You're reading the Mercury's Auction Winner Issue! You may recall that in December we raised over $23,000 for Outside In through the sale of such privileges as designing the cover, receiving a glowing review, a flattering feature, and an appearance on every single page of the print edition. Big ups to winning donors Brick's Barber and Bill Bradbury!—Eds
DEAR MERCURY—Thank you for publishing a story that promotes greater understanding of some of the problems afflicting Oregon relating to mental illness ["The Criminalization of Mental Illness," Feature, Jan 14]. However, it should be noted that schizophrenia is not a mere Axis 1 (mood) disorder, as implied by Gayle Burrow [Multnomah County's corrections health director] in your story. According to the psychologists' bible of mental disorders (the "DSM-IV"), Paranoid Schizophrenia is solidly Axis 2, which includes other serious disorders such as Narcissistic, Borderline, and Sociopathic personality disorders.
DEAR ALISON [HALLETT]—I read your slight but rather vindictive review of House of Numbers, which seemed in no way to be a movie review at all ["House of Cards," Film, Jan 21]. I have reviewed films myself for a weekly paper. It is certainly an enjoyable bit of work, giving two hours to what a group of people spent years working on, being trusted with such power to transmit to a reading audience your impression of a piece of work, which you had no part in crafting or creating.
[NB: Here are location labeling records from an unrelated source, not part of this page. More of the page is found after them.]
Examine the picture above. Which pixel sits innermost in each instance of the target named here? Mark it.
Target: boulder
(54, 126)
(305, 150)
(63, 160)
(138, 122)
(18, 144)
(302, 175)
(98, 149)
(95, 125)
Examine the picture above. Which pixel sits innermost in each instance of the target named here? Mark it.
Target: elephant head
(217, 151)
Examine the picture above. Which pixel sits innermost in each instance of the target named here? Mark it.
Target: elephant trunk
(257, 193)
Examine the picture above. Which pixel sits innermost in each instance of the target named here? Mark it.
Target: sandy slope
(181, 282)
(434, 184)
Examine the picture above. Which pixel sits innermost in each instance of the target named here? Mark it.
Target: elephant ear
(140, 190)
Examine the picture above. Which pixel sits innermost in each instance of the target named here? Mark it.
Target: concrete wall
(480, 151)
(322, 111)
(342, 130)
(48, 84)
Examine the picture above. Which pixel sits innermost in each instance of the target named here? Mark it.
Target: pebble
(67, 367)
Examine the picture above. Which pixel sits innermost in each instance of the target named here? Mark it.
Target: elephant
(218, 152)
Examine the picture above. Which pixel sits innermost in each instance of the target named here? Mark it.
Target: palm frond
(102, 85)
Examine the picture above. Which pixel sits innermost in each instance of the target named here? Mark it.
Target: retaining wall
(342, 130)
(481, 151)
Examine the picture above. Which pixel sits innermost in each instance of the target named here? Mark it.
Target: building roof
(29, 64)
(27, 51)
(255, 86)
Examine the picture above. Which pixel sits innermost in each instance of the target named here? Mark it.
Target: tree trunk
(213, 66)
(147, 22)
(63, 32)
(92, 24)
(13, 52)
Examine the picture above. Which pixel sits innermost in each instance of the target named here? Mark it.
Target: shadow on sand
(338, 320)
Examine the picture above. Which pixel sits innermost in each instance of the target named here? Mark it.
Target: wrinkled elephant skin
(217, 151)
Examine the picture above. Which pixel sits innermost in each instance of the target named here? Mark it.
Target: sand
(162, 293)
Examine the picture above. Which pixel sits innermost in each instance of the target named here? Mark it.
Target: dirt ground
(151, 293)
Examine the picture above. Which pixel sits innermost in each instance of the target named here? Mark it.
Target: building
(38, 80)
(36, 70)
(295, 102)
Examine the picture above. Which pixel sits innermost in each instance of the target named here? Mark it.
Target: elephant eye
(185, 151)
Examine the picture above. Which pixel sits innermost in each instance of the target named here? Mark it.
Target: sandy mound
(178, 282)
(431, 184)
As such, I took it seriously, especially when presented with a serious topic, such as a documentary like House of Numbers presents to its audience. First you state that there are "disagreements within the scientific community" about AIDS. In fact, the disagreements are vast and striking. Is that worth reflecting on? Who knows? You don't even pause. You complete your circle of confusion by stating that the editing was fast. Did you mean to say, "The movie went by quickly—and I wanted to know more than was provided about certain topics?" That is the other part of reviewing a documentary—you have to do further research. (I always brought a pad to the theater with me to take notes for later follow-up.) It's always a grand idea to keep reading, the critics and supporters alike. In the spirit of full disclosure, I must tell you that I am interviewed in House of Numbers, as I've also done far too much research into the question of HIV testing. Why don't you ask yourself to do the hard work that this very fine documentary clearly inspired you to do? Have a little faith in your ability to read, without being told what to believe, Alison.
EZRA ACE CARAEFF—Regarding your review of How the Beatles Rocked the Kremlin, I feel your pain [Film, Jan 21]. It must be very frustrating to belong to a generation that never has and never will produce a band as original, creative, talented, influential, and timeless as the Beatles.
-Dale A. Hill
DEAR MERCURY—I've completely given up on you. Not only did soloist Chee-Yun tear up the Schnitzer with a 302-year-old violin at the Oregon Symphony this weekend, she was also featured in a Curb Your Enthusiasm episode last fall. All this without even a mention in your so-called music previews. If Horse Feathers was playing a show with a 302-year-old fiddle, it would have been on your fucking cover.
GEE, BRIAN, we kinda miss you since you gave us up. Allow us the parting gift of letter of the week with two tickets to the Laurelhurst Theater and lunch at No Fish! Go Fish!, where the fine things in life can be duly appreciated.